The nice thing about this interpretation of multiplication is that it not only works well with negative numbers, but extends and motivates complex numbers. If we wanted to rotate a point/number by 90 degrees counterclockwise without any stretching, we should multiply by the point/number that has a length of 1 (ie it is 1 unit away from 0) and that is located in the direction that is 90 degrees counterclockwise from the positive direction. That number has been given the name of i. If we multiply by i again we still won’t stretch (since the length is 1) but we will rotate 180 degrees. So i times itself is -1. I like this definition of i in terms of where it is located in the number plane (we’ve now moved beyond the number line) as opposed to just saying that it is the square root of -1 for many reasons.
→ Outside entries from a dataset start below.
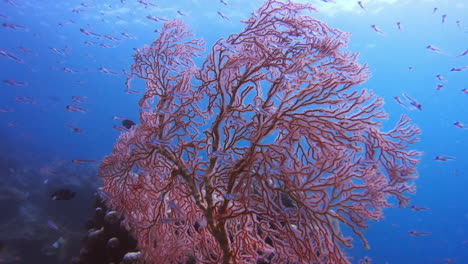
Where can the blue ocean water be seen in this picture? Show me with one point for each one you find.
(51, 61)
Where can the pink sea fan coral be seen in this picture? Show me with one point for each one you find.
(262, 153)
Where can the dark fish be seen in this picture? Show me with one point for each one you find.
(63, 194)
(127, 123)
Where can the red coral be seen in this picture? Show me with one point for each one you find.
(260, 154)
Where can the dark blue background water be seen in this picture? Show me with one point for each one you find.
(35, 138)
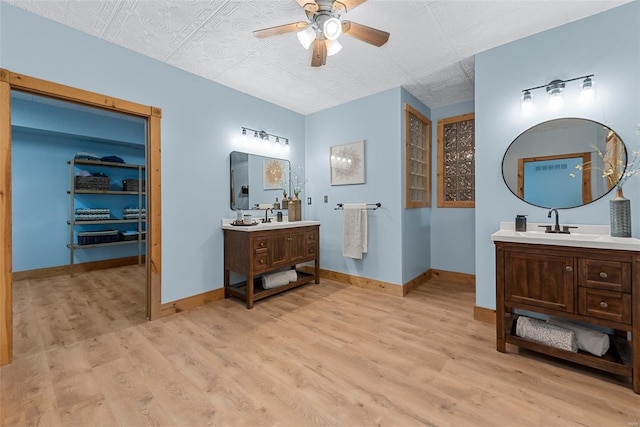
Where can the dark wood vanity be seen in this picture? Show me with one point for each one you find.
(253, 251)
(590, 285)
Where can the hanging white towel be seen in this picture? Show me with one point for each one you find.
(279, 278)
(595, 342)
(354, 237)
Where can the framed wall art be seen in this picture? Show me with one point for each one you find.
(347, 163)
(273, 173)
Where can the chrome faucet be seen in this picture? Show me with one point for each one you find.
(556, 229)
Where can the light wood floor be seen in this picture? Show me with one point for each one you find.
(327, 354)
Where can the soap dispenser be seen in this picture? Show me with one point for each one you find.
(521, 223)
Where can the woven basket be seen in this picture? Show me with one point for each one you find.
(132, 185)
(98, 183)
(97, 237)
(127, 237)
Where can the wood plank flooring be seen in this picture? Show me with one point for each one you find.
(327, 354)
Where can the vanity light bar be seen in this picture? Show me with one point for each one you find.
(265, 136)
(555, 88)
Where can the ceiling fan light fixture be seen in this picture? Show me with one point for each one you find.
(333, 47)
(332, 28)
(307, 36)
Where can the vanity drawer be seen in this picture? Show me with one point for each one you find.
(260, 244)
(606, 275)
(311, 237)
(260, 261)
(609, 305)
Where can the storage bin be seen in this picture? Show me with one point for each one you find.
(98, 183)
(92, 214)
(97, 237)
(132, 185)
(131, 235)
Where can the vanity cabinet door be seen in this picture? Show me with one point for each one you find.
(541, 280)
(298, 246)
(279, 245)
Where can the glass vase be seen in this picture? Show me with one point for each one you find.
(620, 215)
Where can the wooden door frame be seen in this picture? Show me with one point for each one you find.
(153, 115)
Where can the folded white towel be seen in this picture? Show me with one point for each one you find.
(545, 333)
(280, 278)
(354, 237)
(590, 340)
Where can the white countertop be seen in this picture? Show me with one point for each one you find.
(585, 236)
(273, 225)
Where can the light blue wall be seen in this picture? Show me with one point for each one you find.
(377, 120)
(453, 229)
(416, 222)
(607, 45)
(200, 124)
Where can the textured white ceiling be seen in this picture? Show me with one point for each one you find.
(430, 52)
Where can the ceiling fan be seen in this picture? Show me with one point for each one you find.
(324, 28)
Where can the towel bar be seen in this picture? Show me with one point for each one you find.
(370, 206)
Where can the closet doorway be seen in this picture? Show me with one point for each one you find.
(147, 117)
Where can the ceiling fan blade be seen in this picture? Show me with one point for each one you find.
(308, 5)
(366, 34)
(346, 5)
(319, 57)
(280, 29)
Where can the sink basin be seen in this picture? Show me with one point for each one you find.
(587, 236)
(559, 236)
(258, 225)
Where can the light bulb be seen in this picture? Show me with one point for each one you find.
(307, 36)
(587, 93)
(332, 28)
(527, 102)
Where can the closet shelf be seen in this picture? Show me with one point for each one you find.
(100, 245)
(107, 221)
(72, 137)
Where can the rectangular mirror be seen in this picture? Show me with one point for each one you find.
(257, 179)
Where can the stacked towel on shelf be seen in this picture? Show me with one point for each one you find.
(546, 333)
(590, 340)
(279, 278)
(354, 238)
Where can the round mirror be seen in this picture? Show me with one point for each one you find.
(564, 163)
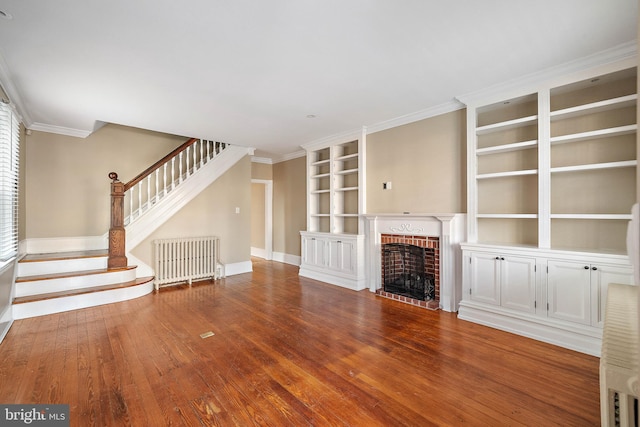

First of all, it’s motivated. Second of all, it clearly exists–I can see that point on the plane, we’re just giving it a name now. Thirdly, it’s well-defined–i is not the only number that squares to give -1, but it is the only point located 1 unit away from 0 at a 90 degree counterclockwise angle to 1. The number 3i can now be thought of in several ways. Start with i and stretch it by a factor of 3. Start with 3 and rotate it 90 degrees counterclockwise. We could even think of it as 3 units in the “i direction” just as we may think of -3 as three units in the “negative” direction or 3 turned around or -1 stretched by 3.
Since last May when I had this discussion with my 10th graders I’ve come across this post by Ben Braun which has me thinking about the distinct models of multiplication we use in terms of whether we are multiplying by something with a unit, or a scalar that does not have a unit. This is something I’m going to think about some more and follow up on later, but any thoughts on it now are more than welcome.